La Convention de Ramsar (2), signée en 1971, l’un des premiers textes internationaux concernant la conservation de la nature, s’intéresse à un écosystème particulier : les zones humides. Ces espaces entre terre et eau couvrent environ 9% de la surface terrestre, et sont de formidables réserves de biodiversité, qu’elles soient naturelles (marais, tourbières…) ou artificielles (rizières, marais salants…), et jouent un rôle écologique et économiques essentiels tout en contribuant au bien-être des êtres humains. Ces zones abritent de nombreuses espèces d’animaux et de végétaux, peuvent être source d’alimentation et de revenus pour les populations locales et ont une valeur touristique et récréative importante. Elles font pourtant l’objet de nombreuses menaces, que se soit pour gagner des terres sur l’eau ou pour « assainir » une zone, et sont touchées par de nombreuses pollutions. La Convention de Ramsar offre un cadre international de protection pour ces zones humides mais, selon les promoteurs de Ramsar, elle permet également leur utilisation rationnelle durable par les êtres humains. Aujourd’hui, 163 États sont Parties à cette convention. Parmi leurs obligations, se trouve l’inscription sur la liste Ramsar d’au moins une de leurs zones humides d’importance internationale (3) et le fait d’assurer sa protection. L’État s’engage également à une gestion rationnelle de l’ensemble de ses zones humides et à coopérer avec les autres États. À ce jour, 2051 sites sont inscrits sur la liste Ramsar pour une surface totale de 193 810 395 hectares (4).

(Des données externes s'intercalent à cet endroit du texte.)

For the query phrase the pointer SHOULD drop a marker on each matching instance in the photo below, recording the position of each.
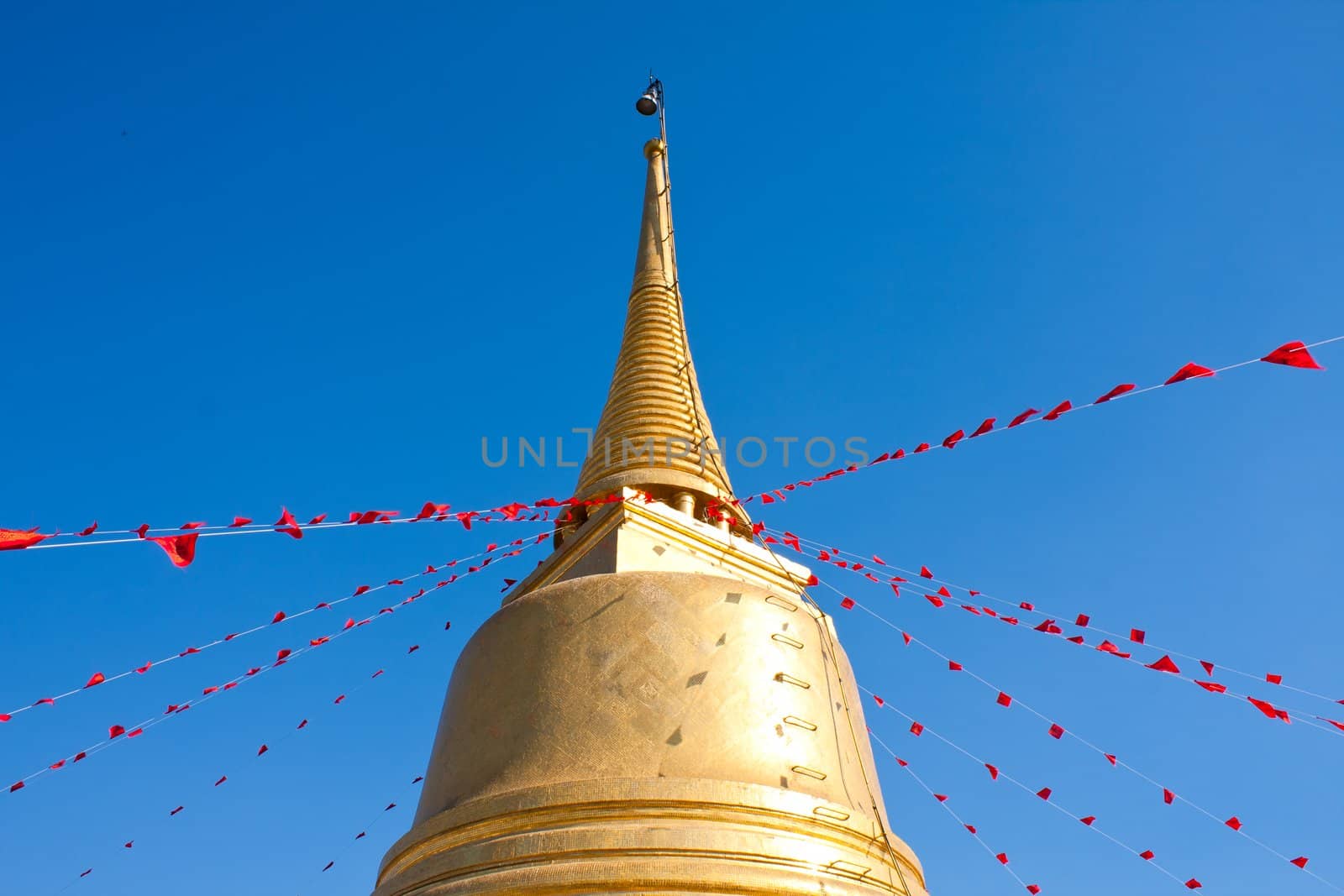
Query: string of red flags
(1001, 859)
(121, 734)
(371, 824)
(181, 547)
(1045, 794)
(1052, 624)
(1288, 355)
(452, 570)
(181, 543)
(270, 746)
(1059, 731)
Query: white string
(1021, 786)
(969, 829)
(289, 617)
(1046, 614)
(1038, 419)
(1119, 762)
(195, 701)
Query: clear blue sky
(309, 254)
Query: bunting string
(268, 747)
(118, 734)
(98, 679)
(1058, 731)
(1050, 626)
(181, 547)
(942, 801)
(1046, 794)
(1288, 355)
(370, 825)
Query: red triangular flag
(1164, 665)
(181, 548)
(1059, 410)
(1189, 371)
(1120, 390)
(1294, 355)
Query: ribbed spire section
(654, 429)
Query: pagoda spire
(655, 434)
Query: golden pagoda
(658, 708)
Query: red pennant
(1059, 410)
(1189, 371)
(1120, 390)
(181, 548)
(1164, 665)
(1294, 355)
(18, 539)
(1269, 710)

La Convention de Ramsar ne veut pas d’OGM

L’agriculture est un thème important au sein de cette convention, car elle a bien souvent un impact non négligeable, notamment sur l’eau, et les zones humides souffrent de l’utilisation massives d’intrants chimiques. Les rizières représentent en effet une zone humide d’importance, à la base de l’alimentation de près de la moitié de la population mondiale. « La riziculture joue un rôle fondamental pour de nombreux pays en développement du fait de sa contribution à la réalisation du développement économique et social, à l’éradication de la pauvreté et à la sécurité alimentaire » (5). La riziculture fait l’objet de nombreuses discussions pour tenter de concilier son utilisation économique avec sa protection, notamment en ce qui concerne le contrôle des ravageurs.

Les textes internationaux sont en constante évolution et font l’objet de régulières négociations, notamment lors des conférences des Parties. La Convention de Ramsar n’échappe pas à la règle et sa 11e conférence des Parties s’est déroulée en juillet 2012. Parmi les résolutions adoptées, l’une d’entre elle a été au cœur des débats : la résolution 15, sur les interactions entre l’agriculture et les zones humides, et notamment entre la riziculture et le contrôle des ravageurs (5), faisant ainsi le lien entre OGM et zones humides.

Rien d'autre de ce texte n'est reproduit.